Ormes married accountant Earl Ormes in 1931, and they eventually moved to Chicago. The pair had one child, Jacqueline, who died of a brain tumor at the age of three. Ormes and Earl remained married until his death in 1976.
She retired from cartooning in 1956, although she continued to create art, including murals, still lifes, and portraits, until rheumatoid arthritis made this impossible. She was also a founding member of the board of directors for the DuSable Museum of African American History. Ormes was a passionate doll collector, with 150 antique and modern dolls in her collection, and she was an active member of the Guys and Gals Funtastique Doll Club, a United Federation of Doll Clubs chapter in Chicago.
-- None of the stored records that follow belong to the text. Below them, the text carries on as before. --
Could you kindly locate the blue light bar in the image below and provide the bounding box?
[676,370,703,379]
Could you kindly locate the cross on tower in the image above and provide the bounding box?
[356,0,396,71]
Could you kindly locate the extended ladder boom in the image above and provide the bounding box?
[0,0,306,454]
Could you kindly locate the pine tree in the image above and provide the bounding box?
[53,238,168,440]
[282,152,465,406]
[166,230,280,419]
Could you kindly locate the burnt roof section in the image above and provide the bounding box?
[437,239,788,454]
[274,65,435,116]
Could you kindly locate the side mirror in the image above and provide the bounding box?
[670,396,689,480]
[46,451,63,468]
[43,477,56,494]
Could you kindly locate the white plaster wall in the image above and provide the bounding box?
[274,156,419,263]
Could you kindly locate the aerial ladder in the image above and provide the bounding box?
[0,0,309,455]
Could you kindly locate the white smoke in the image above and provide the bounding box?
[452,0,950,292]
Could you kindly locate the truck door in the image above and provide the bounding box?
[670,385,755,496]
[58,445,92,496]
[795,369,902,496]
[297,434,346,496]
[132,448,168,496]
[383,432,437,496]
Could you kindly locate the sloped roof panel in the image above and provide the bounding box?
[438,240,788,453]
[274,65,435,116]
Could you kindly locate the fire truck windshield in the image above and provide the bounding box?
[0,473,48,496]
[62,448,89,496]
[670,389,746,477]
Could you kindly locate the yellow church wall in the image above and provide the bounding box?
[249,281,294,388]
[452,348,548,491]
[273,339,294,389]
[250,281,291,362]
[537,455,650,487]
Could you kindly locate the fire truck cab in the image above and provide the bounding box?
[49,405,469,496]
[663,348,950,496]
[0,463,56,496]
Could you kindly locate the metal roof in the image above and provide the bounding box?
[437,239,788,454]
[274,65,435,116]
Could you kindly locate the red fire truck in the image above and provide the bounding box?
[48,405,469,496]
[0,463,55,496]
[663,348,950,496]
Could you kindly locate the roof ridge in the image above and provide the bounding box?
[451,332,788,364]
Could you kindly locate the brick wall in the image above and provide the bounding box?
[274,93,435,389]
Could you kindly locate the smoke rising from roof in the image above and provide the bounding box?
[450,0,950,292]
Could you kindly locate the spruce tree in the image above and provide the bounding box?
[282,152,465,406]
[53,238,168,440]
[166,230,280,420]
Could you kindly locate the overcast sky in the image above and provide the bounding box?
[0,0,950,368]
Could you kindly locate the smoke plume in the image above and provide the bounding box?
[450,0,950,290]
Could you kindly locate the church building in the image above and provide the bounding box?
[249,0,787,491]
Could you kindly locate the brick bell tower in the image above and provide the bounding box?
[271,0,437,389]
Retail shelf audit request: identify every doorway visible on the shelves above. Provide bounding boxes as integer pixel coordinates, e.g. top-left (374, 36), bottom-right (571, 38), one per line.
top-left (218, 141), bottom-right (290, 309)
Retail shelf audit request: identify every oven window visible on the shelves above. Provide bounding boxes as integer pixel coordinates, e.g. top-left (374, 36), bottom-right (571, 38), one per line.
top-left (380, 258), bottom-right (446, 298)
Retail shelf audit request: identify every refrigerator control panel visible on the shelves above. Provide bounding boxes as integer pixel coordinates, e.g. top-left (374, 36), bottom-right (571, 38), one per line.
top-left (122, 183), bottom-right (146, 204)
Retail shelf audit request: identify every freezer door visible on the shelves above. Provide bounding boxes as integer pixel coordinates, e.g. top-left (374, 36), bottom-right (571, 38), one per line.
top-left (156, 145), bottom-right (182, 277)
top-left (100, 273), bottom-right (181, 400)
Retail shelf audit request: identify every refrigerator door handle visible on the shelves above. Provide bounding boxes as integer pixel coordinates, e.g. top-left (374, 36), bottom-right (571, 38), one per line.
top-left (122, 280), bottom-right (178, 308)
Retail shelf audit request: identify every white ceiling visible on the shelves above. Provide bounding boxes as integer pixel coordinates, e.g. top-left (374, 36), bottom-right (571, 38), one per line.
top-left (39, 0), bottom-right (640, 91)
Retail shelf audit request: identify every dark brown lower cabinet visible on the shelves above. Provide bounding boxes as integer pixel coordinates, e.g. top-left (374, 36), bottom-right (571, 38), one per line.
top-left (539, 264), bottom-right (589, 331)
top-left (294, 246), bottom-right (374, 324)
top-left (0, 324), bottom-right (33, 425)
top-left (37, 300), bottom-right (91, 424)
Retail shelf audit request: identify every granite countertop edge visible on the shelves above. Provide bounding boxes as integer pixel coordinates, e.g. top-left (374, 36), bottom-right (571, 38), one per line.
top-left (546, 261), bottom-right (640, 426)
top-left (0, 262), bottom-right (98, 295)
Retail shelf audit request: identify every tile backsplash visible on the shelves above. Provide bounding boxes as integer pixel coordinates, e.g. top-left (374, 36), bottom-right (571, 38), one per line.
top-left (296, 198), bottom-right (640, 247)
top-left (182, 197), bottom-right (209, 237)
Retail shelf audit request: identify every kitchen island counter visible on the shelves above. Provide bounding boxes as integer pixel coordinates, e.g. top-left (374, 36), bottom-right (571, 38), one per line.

Jackie Ormes died of a cerebral hemorrhage in Chicago on December 26, 1985. Ormes was posthumously inducted into the National Association of Black Journalists Hall of Fame in 2014 and was inducted into the Will Eisner Comic Industry Eisner Award Hall of Fame as a Judges’ Choice in 2018.
Today In Black History
In 1775, General Nathan Greene of the Council it's 330 of General Officers decided to bar slaves and free Blacks from the Continental Army.
In 1871, the original copy of the Emancipation Proclamation was destroyed during the Great Chicago Fire, which also killed over 300 people.
In 1953, the city of Birmingham, Alabama, barred Jackie Robinson’s team, the Negro-White All Stars, from playing there, leading to Robinson dropping the white players from the team.
In 1962, the African nation of Algeria was admitted as the 109th member of the United Nations.
In 1991, the discovery of an African-American cemetery in Manhattan was announced as the largest and earliest burial ground of free and enslaved Africans in America; it later became a national monument.
In 2004, Wangari Maathai of Kenya, founder of the Green Belt Movement, became the first African woman to receive the Nobel Peace Prize for “her contribution to sustainable development, democracy, and peace.”
In 2019, Steven Reed was elected as the first Black mayor of Montgomery, Alabama.
October is my birthday month, and I will be 75 years old this month!